Коричневая грудь с почти черным соском, коричневая ладонь в нелепом напряжении, удерживающая коричневую лодыжку с беловатой ступней. Странный пряный запах пота и еще чего-то, ему доселе незнакомого. Как в плясках местных жителей на их празднике — неприятный, но затягивающий ритм, которому не хочешь поддаваться, но ноги уже отстукивают в такт. Все напряженнее ладонь, сжимающая нелепо задранную ногу. Материнские стоны. Все чаще и чаще. Все громче и громче. Яростный крик отца.
И все.
Картинка в зеркале исчезла. Лежавшие на кровати сдвинулись в другую, не отраженную в зеркале сторону.
И только он остался стоять с торчащими трусами, и еще несколько минут не мог сдвинуться с места, пока его что-то в трусах не уменьшилось в размерах, не повисло. тогда он смог снова сделать шаг.
— Твой отец ебал твою коричневую мать, — всезнающий толстяк Мигел после следа на щеке относился к нему как к равному. — А у тебя встал!

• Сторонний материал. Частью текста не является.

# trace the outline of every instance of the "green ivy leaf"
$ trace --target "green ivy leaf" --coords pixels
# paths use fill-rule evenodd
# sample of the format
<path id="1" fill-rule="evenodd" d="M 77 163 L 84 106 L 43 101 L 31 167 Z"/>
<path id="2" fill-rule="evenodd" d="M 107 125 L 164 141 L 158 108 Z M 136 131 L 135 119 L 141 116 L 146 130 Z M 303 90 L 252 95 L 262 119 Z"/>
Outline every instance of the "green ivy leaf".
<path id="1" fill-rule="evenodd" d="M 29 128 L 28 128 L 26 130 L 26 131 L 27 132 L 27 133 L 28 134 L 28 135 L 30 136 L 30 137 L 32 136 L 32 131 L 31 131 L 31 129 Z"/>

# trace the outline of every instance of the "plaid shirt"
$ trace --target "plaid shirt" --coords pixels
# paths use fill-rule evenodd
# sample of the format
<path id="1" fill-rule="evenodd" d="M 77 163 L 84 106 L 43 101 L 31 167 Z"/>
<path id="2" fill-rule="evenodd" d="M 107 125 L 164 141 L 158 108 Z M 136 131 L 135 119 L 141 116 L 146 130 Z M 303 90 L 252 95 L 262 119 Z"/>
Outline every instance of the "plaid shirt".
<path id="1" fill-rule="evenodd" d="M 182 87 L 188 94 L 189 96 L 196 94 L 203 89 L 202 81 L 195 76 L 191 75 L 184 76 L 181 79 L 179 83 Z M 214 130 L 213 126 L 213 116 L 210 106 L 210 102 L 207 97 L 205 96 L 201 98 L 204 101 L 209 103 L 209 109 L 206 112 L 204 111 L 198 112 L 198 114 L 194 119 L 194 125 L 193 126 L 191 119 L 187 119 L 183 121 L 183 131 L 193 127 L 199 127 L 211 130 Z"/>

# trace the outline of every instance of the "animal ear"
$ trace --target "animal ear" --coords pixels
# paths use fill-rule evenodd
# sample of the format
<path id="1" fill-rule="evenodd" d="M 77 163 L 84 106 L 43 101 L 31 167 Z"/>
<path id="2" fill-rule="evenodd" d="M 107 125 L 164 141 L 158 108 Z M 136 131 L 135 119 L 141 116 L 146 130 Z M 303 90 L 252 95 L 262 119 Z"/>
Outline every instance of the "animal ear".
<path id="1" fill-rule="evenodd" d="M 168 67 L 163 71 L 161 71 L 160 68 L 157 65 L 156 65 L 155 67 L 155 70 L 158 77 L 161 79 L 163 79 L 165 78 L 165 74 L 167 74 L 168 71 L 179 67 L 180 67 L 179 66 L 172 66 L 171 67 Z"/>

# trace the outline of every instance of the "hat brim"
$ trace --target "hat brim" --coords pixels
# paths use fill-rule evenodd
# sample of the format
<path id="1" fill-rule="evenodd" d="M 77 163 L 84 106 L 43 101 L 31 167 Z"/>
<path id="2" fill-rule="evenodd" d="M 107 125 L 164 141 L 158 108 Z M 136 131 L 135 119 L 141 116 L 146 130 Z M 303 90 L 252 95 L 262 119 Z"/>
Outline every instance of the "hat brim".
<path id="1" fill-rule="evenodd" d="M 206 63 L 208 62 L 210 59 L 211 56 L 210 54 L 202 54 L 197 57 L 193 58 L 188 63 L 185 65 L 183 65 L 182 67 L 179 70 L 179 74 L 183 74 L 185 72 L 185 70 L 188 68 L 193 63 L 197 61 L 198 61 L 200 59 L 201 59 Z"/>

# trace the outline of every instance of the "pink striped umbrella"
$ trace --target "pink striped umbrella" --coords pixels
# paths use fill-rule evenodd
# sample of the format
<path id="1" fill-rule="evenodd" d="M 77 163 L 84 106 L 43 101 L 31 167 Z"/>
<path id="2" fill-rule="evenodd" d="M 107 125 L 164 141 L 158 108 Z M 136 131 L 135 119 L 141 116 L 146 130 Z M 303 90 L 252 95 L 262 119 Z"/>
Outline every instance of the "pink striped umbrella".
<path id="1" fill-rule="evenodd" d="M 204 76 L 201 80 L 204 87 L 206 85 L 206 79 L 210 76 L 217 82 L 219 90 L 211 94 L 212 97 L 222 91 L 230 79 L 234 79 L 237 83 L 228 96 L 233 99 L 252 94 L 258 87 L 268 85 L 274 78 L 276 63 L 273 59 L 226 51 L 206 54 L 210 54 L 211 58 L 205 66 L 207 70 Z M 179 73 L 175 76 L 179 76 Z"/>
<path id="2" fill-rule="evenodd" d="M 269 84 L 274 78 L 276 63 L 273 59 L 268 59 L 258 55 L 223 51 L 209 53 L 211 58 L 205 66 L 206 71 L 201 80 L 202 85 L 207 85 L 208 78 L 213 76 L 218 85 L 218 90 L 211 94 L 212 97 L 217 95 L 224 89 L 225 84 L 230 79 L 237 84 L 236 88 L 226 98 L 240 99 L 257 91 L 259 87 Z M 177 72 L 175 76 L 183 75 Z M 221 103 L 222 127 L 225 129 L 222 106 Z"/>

Казимиру еще не знал, что такое «ебал» и что такое «встал», но про себя отметил, что гоем толстяк его больше не называл. А за коричневую кожу матери бежать за пистолетом не хотелось — он уже был на стороне сильных. Напротив, хотелось возненавидеть эту дрыгающуюся на кровати мать, за ее мутные, как у всех местных, глаза, за ее коричневые, плюхающиеся по бокам груди. За те стоны. За то, что у него встал и он не мог пошевелиться. И за то, что теперь очень хотелось, чтобы у него встал еще.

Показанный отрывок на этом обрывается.